Bin up data by using a 2D histogram method.

Parameters
  • xbins (int) – The number of bins in the pixel direction.

  • ybins (int) – The number of bins in the wavelength direction.

generate_hough_points(x, y, num_slopes)[source]

Calculate the Hough transform for a set of input points and returns the 2D Hough hough_points matrix.

Parameters
  • x (1D numpy array) – The x-axis represents peaks (pixel).

  • y (1D numpy array) – The y-axis represents lines (wavelength). Vertical lines (i.e. infinite gradient) are not accommodated.

  • num_slopes (int) – The number of slopes to be generated.

generate_hough_points_brute_force(x, y)[source]

Calculate the Hough transform for a set of input points and returns the 2D Hough hough_points matrix.

Parameters
  • x (1D numpy array) – The x-axis represents peaks (pixel).

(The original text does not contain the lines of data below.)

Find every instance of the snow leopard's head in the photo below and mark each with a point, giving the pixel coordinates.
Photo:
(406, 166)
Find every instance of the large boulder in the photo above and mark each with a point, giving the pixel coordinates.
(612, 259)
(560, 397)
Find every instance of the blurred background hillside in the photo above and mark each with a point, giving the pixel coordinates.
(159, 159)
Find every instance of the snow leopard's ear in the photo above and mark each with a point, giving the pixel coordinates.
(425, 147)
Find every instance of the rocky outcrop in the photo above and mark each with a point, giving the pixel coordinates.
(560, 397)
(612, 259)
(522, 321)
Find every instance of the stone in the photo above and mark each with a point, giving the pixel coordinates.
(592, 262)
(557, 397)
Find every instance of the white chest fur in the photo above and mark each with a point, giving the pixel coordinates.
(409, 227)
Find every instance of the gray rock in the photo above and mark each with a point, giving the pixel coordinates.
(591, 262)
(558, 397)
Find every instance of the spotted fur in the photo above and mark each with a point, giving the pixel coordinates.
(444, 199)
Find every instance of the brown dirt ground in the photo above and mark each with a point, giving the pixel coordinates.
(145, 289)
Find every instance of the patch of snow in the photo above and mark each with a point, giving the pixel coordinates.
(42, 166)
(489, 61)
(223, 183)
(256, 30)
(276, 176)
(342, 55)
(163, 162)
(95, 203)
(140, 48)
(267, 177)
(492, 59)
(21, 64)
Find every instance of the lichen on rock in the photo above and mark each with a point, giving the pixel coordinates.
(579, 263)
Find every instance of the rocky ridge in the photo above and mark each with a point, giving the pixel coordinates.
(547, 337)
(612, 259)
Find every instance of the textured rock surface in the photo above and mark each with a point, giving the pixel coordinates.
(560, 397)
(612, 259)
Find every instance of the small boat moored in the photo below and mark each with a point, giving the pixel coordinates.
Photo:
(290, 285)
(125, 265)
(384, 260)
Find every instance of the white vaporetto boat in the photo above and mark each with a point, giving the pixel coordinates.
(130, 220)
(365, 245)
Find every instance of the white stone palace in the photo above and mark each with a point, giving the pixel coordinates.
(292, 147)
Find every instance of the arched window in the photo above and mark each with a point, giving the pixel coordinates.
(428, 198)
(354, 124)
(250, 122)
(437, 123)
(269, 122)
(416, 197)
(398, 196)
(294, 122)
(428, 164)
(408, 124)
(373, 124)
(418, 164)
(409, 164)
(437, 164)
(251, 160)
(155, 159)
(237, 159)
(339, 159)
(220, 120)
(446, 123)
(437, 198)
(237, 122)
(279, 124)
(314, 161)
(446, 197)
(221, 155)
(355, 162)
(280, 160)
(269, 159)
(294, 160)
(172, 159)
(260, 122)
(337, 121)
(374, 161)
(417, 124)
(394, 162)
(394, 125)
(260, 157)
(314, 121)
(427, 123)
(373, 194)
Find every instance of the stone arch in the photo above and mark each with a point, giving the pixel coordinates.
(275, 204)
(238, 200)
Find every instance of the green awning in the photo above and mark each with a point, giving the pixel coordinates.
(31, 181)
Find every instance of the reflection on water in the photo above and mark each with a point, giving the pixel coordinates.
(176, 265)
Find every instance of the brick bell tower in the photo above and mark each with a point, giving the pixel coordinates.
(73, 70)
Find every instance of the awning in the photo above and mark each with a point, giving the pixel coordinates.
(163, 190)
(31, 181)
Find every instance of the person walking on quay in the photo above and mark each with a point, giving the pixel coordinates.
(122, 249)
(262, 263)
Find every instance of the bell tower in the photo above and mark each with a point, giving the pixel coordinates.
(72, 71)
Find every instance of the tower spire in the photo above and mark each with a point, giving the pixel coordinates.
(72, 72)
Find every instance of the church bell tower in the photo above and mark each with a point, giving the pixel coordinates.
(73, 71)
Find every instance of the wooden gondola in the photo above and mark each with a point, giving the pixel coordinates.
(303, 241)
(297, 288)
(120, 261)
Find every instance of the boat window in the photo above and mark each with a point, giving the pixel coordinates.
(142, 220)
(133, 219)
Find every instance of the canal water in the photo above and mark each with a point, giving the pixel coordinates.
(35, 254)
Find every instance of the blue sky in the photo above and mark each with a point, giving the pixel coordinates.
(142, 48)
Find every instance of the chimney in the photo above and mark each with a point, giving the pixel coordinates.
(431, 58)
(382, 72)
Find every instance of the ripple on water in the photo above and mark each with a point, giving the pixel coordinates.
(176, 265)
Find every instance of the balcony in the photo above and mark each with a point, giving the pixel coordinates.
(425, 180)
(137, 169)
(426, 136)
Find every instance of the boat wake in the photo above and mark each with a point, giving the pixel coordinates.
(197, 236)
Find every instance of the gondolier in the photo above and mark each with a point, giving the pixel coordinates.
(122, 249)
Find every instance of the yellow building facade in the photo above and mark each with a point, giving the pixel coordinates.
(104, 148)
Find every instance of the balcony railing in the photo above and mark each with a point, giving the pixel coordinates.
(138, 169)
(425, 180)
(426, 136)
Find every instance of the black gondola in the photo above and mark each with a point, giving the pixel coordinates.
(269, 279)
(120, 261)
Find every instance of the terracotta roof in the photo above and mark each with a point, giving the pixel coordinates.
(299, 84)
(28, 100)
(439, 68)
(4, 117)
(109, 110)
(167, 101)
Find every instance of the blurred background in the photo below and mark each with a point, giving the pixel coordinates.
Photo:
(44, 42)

  • y (1D numpy array) – The y-axis represents lines (wavelength). Vertical lines (i.e. infinite gradient) are not accommodated.

  • num_slopes (int) – The number of slopes to be generated.

load(filename='hough_transform', filetype='npy')[source]

Store the binned Hough space and/or the raw Hough pairs.

Parameters
  • filename (str (default: 'hough_transform')) – The filename of the output, not used if to_disk is False. It will be appended with the content type.

  • filetype (str (default: 'npy')) – The file type of the saved hough transform. Choose from ‘npy’ and ‘json’.

save(filename='hough_transform', fileformat='npy', delimiter='+', to_disk=True)[source]

Store the binned Hough space and/or the raw Hough pairs.

Parameters
  • filename (str) – The filename of the output, not used if to_disk is False. It will be appended with the content type.

  • format (str (default: 'npy')) – Choose from ‘npy’ and json’

  • delimiter (str (default: '+')) – Delimiter for format and content types

  • to_disk (boolean) – Set to True to save to disk, else return a numpy array object

Returns

hp_hough_points – only return if to_disk is False.

Return type

numpy.ndarray

set_constraints(min_slope, max_slope, min_intercept, max_intercept)[source]

Define the minimum and maximum of the intercepts (wavelength) and gradients (wavelength/pixel) that Hough pairs will be generated.

Parameters
  • min_slope (int or float) – Minimum gradient for wavelength/pixel

  • max_slope (int or float) – Maximum gradient for wavelength/pixel

  • min_intercept (int/float) – Minimum interception point of the Hough line

  • max_intercept (int/float) – Maximum interception point of the Hough line

class rascal.calibrator.Calibrator(peaks, spectrum=None)[source]

Initialise the calibrator object.

Parameters
  • peaks (list) – List of identified arc line pixel values.

  • spectrum (list) – The spectral intensity as a function of pixel.

add_atlas(elements, min_atlas_wavelength=None, max_atlas_wavelength=None, min_intensity=10.0, min_distance=10.0, candidate_tolerance=10.0, constrain_poly=False, vacuum=False, pressure=101325.0, temperature=273.15, relative_humidity=0.0)[source]

Adds an atlas of arc lines to the calibrator, given an element.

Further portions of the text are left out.